Download Reddit data for a single Reddit thread.
Eddie Chapman
Clone this repository onto your machine
~$ git clone https://www.github.com/eddiechapman/scrape-reddit-thread.git
Enter the directory of the new repository
~$ cd scrape-reddit-thread
Make a Python virtual environment
~/scrape-reddit-thread$ python3 -m venv venv
Activate the virtual environment and install the required Python packages
~/scrape-reddit-thread$ source venv/bin/activate
(venv)~/scrape-reddit-thread$ pip install -r requirements.txt
Create a file named .env
in the project directory and add the following fields.
The values should be taken from your Reddit account.
client_id=adfgrefasifune
client_secret=ijdnroimsoeimf
You may also set these enviroment variables manually.
Run reddit_scrape_comments.py
to download the comments of a Reddit thread.
Comments will be stored as JSON files in a comments
folder in the project directory.
(venv)~/scrape-reddit-thread$ python3 reddit_scrape_comments.py
You can change the URL
variable in reddit_scrape_comments.py
on line 10 to
choose a different Reddit thread.
Just click on a Reddit thread and copy and paste the URL at the top of the page.
After you run reddit_scrape_comments.py
, you'll have a bunch of JSON files in scrape-reddit-thread/comments/
.
You can merge these into a single CSV file with json2csv.py
.
You'll need to provide the location of the comments folder and the name of the CSV file.
(venv)~/scrape-reddit-thread$ python3 json2csv.py comments comments.csv
The above command will collect JSON files from scrape-reddit-thread/comments/
and create a new CSV file at scrape-reddit-thread/comments.csv
.
If you'd like to make a bunch of .txt files containing the comment text, run csv2txt.py
.
You'll get a folder full of plain text files with the text from each comment. Each file will be named after the ID
field
of the comment. Again, you'll need to provide the location of the CSV file and the intended location of the text files.
(venv)~/scrape-reddit-thread$ python3 csv2txt.py comments.csv comment_text
The above command will collect comment data from scrape-reddit-thread/comments.csv
and create text files for each
comment in scrape-reddit-thread/comment_text/
The thread I scraped contained over 2,000 comments.

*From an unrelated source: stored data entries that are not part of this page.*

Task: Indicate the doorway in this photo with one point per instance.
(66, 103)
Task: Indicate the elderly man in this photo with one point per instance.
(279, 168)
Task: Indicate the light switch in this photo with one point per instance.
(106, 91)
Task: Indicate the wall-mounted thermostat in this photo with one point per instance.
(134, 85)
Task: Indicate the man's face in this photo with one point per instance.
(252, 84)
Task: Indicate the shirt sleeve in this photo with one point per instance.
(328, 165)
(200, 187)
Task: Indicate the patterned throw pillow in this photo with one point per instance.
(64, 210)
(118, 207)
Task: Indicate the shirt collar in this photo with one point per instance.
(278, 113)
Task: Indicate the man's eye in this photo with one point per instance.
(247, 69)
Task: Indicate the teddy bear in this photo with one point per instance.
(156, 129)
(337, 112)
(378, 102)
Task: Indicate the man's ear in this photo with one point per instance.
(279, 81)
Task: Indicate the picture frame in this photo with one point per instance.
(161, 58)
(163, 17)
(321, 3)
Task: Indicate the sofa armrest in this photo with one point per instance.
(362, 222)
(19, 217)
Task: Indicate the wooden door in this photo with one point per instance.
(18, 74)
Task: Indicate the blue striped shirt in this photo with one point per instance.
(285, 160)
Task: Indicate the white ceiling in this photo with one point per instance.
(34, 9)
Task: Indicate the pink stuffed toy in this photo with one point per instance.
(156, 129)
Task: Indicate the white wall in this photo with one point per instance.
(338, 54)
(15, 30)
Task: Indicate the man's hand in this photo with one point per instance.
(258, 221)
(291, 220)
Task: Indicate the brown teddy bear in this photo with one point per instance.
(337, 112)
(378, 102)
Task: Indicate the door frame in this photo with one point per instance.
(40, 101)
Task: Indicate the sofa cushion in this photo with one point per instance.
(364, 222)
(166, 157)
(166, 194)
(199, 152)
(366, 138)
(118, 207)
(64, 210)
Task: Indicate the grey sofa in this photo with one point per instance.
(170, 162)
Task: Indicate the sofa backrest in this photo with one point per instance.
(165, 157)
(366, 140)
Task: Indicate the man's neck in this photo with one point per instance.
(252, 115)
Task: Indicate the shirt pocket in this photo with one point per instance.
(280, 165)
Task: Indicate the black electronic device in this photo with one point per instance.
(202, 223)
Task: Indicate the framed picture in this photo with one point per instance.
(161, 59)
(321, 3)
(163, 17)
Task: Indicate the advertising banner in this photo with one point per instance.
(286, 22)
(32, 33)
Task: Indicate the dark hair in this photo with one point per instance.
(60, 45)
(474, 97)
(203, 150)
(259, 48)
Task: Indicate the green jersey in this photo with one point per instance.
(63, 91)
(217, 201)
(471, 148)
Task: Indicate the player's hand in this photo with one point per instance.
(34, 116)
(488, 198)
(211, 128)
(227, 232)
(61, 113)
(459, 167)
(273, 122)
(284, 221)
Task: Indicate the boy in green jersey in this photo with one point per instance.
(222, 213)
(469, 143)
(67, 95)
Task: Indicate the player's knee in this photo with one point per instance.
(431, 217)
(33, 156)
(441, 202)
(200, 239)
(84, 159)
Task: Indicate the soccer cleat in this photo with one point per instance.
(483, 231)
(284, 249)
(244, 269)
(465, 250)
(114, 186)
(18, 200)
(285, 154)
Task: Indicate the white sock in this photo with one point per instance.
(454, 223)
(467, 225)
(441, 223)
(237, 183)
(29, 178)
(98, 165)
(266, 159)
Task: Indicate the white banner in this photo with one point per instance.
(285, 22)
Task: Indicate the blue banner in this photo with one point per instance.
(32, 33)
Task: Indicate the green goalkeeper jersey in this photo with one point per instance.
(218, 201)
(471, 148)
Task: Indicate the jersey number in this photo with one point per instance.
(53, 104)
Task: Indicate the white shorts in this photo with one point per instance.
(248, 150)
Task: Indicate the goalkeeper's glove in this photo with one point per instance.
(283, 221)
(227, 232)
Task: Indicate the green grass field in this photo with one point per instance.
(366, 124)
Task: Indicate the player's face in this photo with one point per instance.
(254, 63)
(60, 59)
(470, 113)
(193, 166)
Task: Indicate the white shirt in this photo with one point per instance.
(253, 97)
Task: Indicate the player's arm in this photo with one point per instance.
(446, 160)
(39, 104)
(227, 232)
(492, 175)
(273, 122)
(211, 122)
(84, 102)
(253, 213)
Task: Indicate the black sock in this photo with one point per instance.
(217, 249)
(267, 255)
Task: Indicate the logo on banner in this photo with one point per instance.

I found it useful to make a single text file with a random sample of comments so that I could review them.
You can run sample_comments_txt.py
to produce a sample file for your inspection.
You'll need to provide the location of the text comments (created with csv2txt.py
), the number of
comments to sample, and the location of the output file.
(venv)~/scrape-reddit-thread$ python3 sample_comments_txt.py comments_text 25 sample_25.txt
This will look for comment .txt files in scrape-reddit-thread/comments_text/
and sample 25 comments
into scrape-reddit-thread/sample_25.txt
.